Öğretmenliğin öneminden bahsederken insanın kendisine yapması gereken yatırımı da anlatan Kara; “İyiler, kötüler, başarılılar be başarısızlar diye ayırmamak gerekir. Hepsi birer seçenektir. Ben araştırma yapmak istediğimi, devam etmek istediğimi, farklı laboratuvar deneyimlerim sonucu öğrendim. Bu yoldan devam etmek istiyorum ama yurt dışına gitmek istemiyorum. Yüksek lisansımı Bilkent’te, doktoramı Boğaziçi’nde yaptım. Araştırma yapmayı seviyorum ama öğretmeyi de seviyorum. Boğaziçi’nde doktora yaparken aynı zamanda öğretmenlik yaptım. Öğretmenlik demek, hayat boyu öğrencilik demek. Onların yoluna eşlik ediyorsunuz ve bu yolda onlar gibi sizde bir şeyler öğreniyorsunuz. Önemli olan kendinize yatırım yamanız. Hiçbir yaş, hiçbir şey için son değildir. Hayalleriniz varsa yaşınız kaç olursa olsun, kovalayın. Sadece sizden istenileni değil, kendi istediğiniz şeyi de yapın.” diye konuştu.

Kaan Cengiz: “Önemli olan ne istediğinizi bilmek ve ona göre hareket etmek”

Kişinin kim ne derse desin bir şeyi gerçekten istediği takdirde elde edebileceğine dair kendi hayatından da örnek veren Cengiz; “Bilim bir tutku, bastırılamayan bir tutku.

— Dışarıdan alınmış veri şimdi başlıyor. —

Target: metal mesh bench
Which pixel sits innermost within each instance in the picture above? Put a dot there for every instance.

Benim hedefim hem bilim insanı olmak hem de sanatçı olmaktı. Hocalarım ve yakın çevrem bana iki farklı alanı bir arada götüremeyeceğimi ve ikisini de yürütmeye çalışırken her ikisinde de başarılı olamayacağımı söyledi. Fakat ben ikisini de istiyordum ve ikisini de çok başarılı bir şekilde idare edebiliyorum şu an. Burada önemli olan ne istediğinizi bilmek ve ona göre hareket etmek.” diyerek sözlerini bitirdi.

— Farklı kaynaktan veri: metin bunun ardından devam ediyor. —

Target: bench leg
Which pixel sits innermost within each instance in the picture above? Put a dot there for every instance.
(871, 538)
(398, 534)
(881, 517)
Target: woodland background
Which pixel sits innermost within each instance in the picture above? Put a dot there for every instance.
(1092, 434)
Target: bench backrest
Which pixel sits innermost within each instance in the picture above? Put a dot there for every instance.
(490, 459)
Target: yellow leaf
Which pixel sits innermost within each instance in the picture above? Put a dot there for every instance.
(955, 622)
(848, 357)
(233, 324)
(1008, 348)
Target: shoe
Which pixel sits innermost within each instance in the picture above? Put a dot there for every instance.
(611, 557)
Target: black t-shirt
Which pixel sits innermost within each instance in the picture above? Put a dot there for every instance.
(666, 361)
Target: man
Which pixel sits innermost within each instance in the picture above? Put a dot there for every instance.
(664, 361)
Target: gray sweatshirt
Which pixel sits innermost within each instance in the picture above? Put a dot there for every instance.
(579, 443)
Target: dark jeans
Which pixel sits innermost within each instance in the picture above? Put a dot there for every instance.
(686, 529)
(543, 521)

Gökçe Alındı: “Başarılı deneyimler kadar başarısız deneyimler de büyük önem taşıyor”

Alanıyla ilgili edindiği deneyimlerin değerinden bahseden Alındı; “Yeteneklerimiz ve becerilerimiz var. Ama aynı zamanda ne yapmak istediğimiz, nerede olmak istediğimiz ve hayallerimiz de var. Kendinize ‘Ben nerede olmalıyım?’ sorusunu sorun. Kendinizi geliştirme fırsatı bulursanız gıda kontrol laboratuvarlarında çalışmanızı öneririm. Çok fazla ders ve uygulama görüyoruz. O yüzden dikkatle takip etmenizi öneririm. Birçok firmaya görüşmeye gittim ve ret cevabı aldım. Geriye dönüp baktığımda, iyi ki ret cevabı almışım. Bu alanda çalışmaya devam ediyorum ve alanımla ilgili kazandığım başarılı deneyimler kadar başarısız deneyimler de büyük önem taşıyor. Çok tökezleyeceksiniz ama kendinize güvenin ve ne istediğinizi bilin.” diye ifade etti.

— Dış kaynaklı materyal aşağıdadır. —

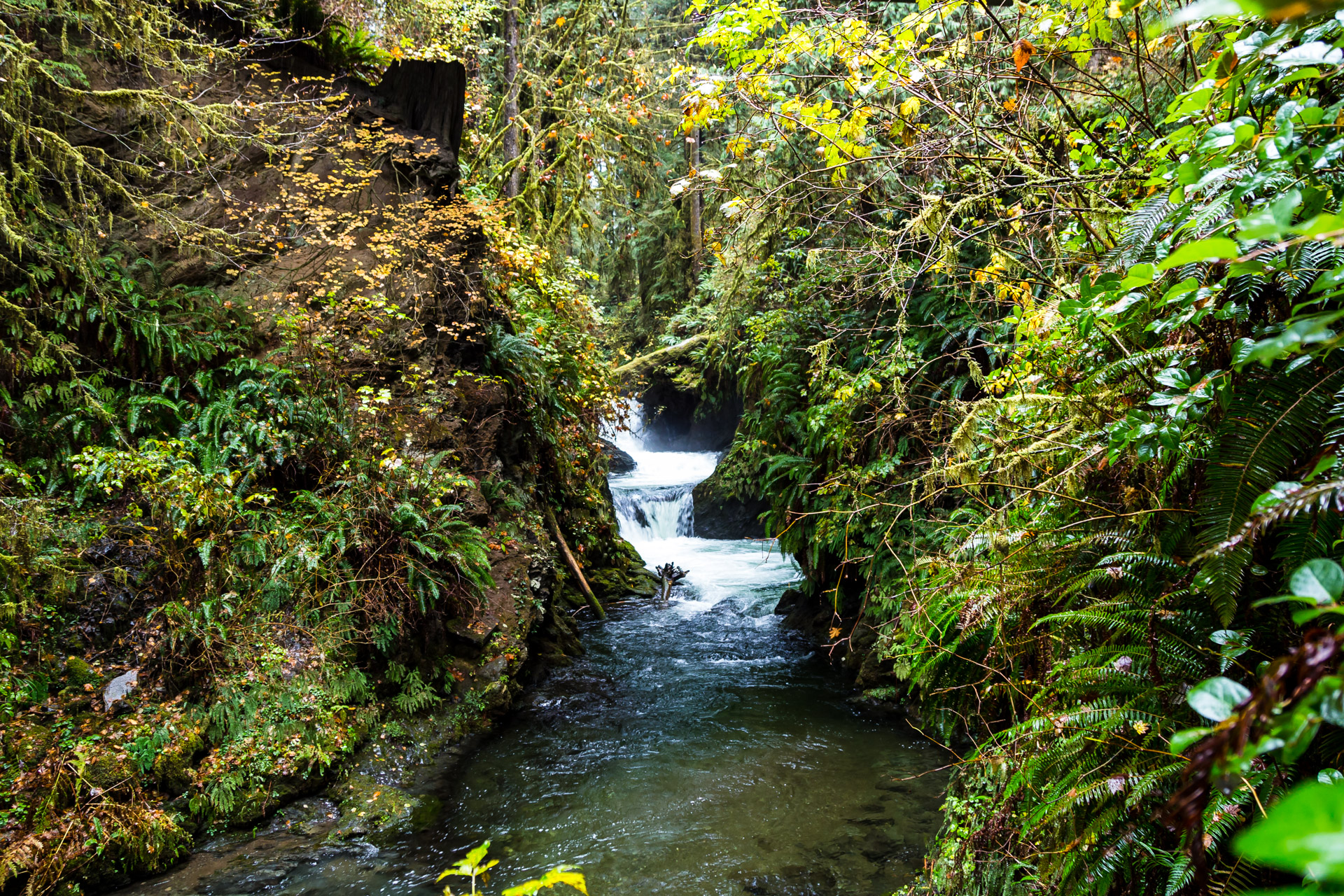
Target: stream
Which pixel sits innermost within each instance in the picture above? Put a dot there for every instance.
(698, 748)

Moleküler Biyoloji ve Genetik Kariyer Günü Etkinliği, Doç. Dr. Belkıs Atasever Arslan’ın konuklara ödül takdimi vermesi ve daha sonra Kaan Cengiz ve Moleküler Biyoloji ve Genetik 1. Sınıf öğrencisi Saba Eylül Özyurt’un müzik dinletisi ile sona erdi.